Dr. Robert Redfield, the head of the U.S. Centers for Disease Control and Prevention under President Donald Trump, told CNN that he is not among the lab-escape deniers.
“I am of the point of view that I still think the most likely etiology of this pathogen in Wuhan was from a laboratory,” he said during an interview with Sanjay Gupta.
Redfield admitted others would not buy that. But, he said, “science would eventually figure it out.”
Redfield also said he was not accusing Chinese scientists or officials of “intentionality,” and that he was expressing a personal opinion.
Yet, he added, “It’s not unusual for respiratory pathogens that are being worked on in a laboratory to infect a laboratory worker.”

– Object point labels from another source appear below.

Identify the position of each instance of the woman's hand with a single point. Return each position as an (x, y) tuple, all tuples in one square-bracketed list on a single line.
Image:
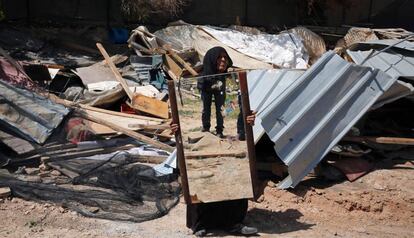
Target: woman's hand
[(251, 118), (174, 128)]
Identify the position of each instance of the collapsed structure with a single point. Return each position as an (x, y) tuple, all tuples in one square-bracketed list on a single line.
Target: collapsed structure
[(314, 108)]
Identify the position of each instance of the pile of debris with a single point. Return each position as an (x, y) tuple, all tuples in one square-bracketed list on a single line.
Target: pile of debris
[(85, 133)]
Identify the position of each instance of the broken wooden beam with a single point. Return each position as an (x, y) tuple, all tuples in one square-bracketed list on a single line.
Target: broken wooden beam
[(125, 131), (5, 192), (205, 154), (150, 105), (118, 76), (380, 140)]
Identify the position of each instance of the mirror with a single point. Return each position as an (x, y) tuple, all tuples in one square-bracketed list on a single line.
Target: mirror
[(217, 165)]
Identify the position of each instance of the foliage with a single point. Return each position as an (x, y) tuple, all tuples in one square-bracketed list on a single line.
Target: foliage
[(142, 9)]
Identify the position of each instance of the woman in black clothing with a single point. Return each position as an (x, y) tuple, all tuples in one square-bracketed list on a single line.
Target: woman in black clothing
[(216, 61)]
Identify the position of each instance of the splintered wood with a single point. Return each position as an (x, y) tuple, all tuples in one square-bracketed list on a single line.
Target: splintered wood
[(219, 179), (218, 170)]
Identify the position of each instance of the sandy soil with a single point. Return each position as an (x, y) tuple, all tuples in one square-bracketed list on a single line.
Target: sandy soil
[(380, 204)]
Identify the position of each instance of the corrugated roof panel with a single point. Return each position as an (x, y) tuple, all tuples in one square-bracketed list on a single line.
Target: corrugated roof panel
[(394, 64), (264, 87), (316, 111)]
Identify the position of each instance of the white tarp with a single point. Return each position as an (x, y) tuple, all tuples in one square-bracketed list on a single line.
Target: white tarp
[(285, 50)]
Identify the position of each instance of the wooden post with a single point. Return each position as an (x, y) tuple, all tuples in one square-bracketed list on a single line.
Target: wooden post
[(118, 76), (125, 131), (249, 132), (179, 142)]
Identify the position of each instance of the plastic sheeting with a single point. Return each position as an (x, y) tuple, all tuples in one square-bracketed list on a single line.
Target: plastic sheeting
[(29, 115), (285, 50), (108, 186)]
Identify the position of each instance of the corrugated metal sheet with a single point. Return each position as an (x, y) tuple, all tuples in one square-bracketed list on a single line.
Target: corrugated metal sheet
[(395, 64), (406, 45), (264, 87), (398, 90), (27, 114), (318, 109)]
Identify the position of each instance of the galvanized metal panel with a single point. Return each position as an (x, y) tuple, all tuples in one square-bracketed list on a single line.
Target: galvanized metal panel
[(391, 62), (406, 45), (264, 87), (316, 111), (31, 116)]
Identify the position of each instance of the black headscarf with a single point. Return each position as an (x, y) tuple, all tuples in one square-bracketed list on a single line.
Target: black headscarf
[(210, 67)]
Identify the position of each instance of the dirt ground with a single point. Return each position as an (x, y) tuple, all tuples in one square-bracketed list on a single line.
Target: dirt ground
[(380, 204)]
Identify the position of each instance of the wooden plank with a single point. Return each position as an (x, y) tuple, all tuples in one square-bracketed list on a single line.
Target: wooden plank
[(204, 154), (18, 145), (381, 140), (127, 132), (90, 108), (150, 105), (179, 143), (5, 192), (219, 179), (118, 76), (257, 191), (99, 129), (180, 60)]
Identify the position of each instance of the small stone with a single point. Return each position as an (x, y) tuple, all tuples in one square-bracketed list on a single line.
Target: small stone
[(5, 192), (93, 209), (55, 173), (271, 184), (319, 191), (44, 174), (32, 171)]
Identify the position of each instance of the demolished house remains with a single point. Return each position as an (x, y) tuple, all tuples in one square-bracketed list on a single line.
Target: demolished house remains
[(92, 131)]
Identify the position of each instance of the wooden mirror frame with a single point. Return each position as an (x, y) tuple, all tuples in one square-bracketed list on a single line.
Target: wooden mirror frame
[(248, 130)]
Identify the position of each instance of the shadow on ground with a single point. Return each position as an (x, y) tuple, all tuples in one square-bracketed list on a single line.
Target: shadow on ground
[(276, 222)]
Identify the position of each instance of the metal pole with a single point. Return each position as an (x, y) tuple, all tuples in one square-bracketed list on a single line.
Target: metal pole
[(370, 55), (249, 133), (179, 142)]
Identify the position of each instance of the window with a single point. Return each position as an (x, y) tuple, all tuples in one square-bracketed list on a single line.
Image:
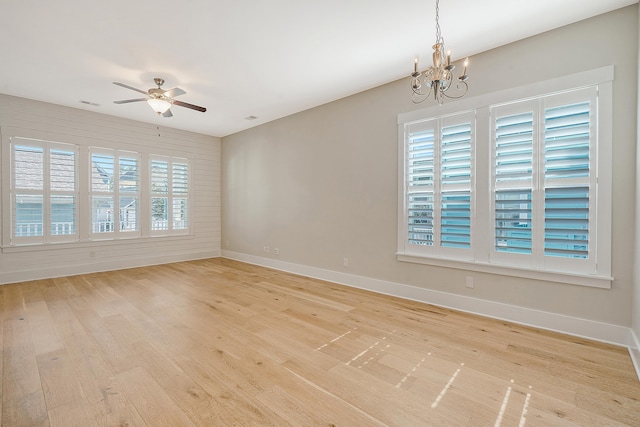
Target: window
[(439, 164), (169, 196), (544, 180), (114, 194), (43, 191), (511, 186)]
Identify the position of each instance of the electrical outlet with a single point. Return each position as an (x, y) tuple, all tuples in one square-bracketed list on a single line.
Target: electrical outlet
[(469, 282)]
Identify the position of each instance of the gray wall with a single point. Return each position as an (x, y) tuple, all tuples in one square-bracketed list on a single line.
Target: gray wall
[(321, 185)]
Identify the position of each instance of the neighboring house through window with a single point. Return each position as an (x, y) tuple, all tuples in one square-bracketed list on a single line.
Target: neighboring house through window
[(510, 186), (43, 191)]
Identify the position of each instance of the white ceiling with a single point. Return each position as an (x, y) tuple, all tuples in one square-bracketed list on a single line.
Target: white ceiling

“I do not believe this somehow came from a bat to a human, and at that moment in time, the virus came to the human, became one of the most infectious viruses that we know in humanity for human-to-human transmission.”
As Redfield, a virologist, explained, “Normally when a pathogen goes from a zoonose to human, it takes a while for it to figure out how to become more and more efficient in human-to-human transmission. I just don’t think this makes biological sense.”
“Most of us in a lab who are trying to grow a virus we try to help make it grow better and better and better and better and better and better so we can do experiments and figure out about it. That’s the way I put it together.”
Earlier this week The Free Press reported that Alison Young, a longtime investigative journalist who had reported extensively on lab accidents, had expressed dismay in a USA Today op-ed that the Wuhan lab idea was continuing to be dismissed as “a crackpot conspiracy theory fueled by former President Donald Trump’s China-bashing rhetoric.”
“No evidence has been found that directly ties the pandemic virus to an animal source,” Young noted, adding that “lab accidents aren’t rare.”
Fox News host Steve Hilton has also made this argument in recent weeks.
Even The Washington Post editorial board suggested in February it was time to take a look at the labs in Wuhan.
“There is another pathway, also plausible, that must be investigated. That is the possibility of a laboratory accident or leak. It could have involved a virus that was improperly disposed of or perhaps infected a laboratory worker who then passed it to others,” the Post noted in an editorial.
Republican Sen. Tom Cotton, of Arkansas, claimed vindication with that piece.
A year ago, Cotton was among the first American politicians to call for an investigation into the lab-origination notion – and the liberal media hammered him, accusing Cotton of spreading a “debunked conspiracy theory,” as The Washington Post itself said in a February 2020 article.
Last month, Cotton told Fox News, “It was a year ago this week that I started demanding an investigation into the labs in Wuhan and whether they could have been the source for the plague that China unleashed on the world. You know the media at the time hyperventilated that I was spouting conspiracy theories; now they’re admitting it’s plausible and needs to be investigated. … Even (President Joe Biden’s) friends in liberal media are demanding that we get access to those labs in Wuhan, that China began to come clean about what happened there a year ago.”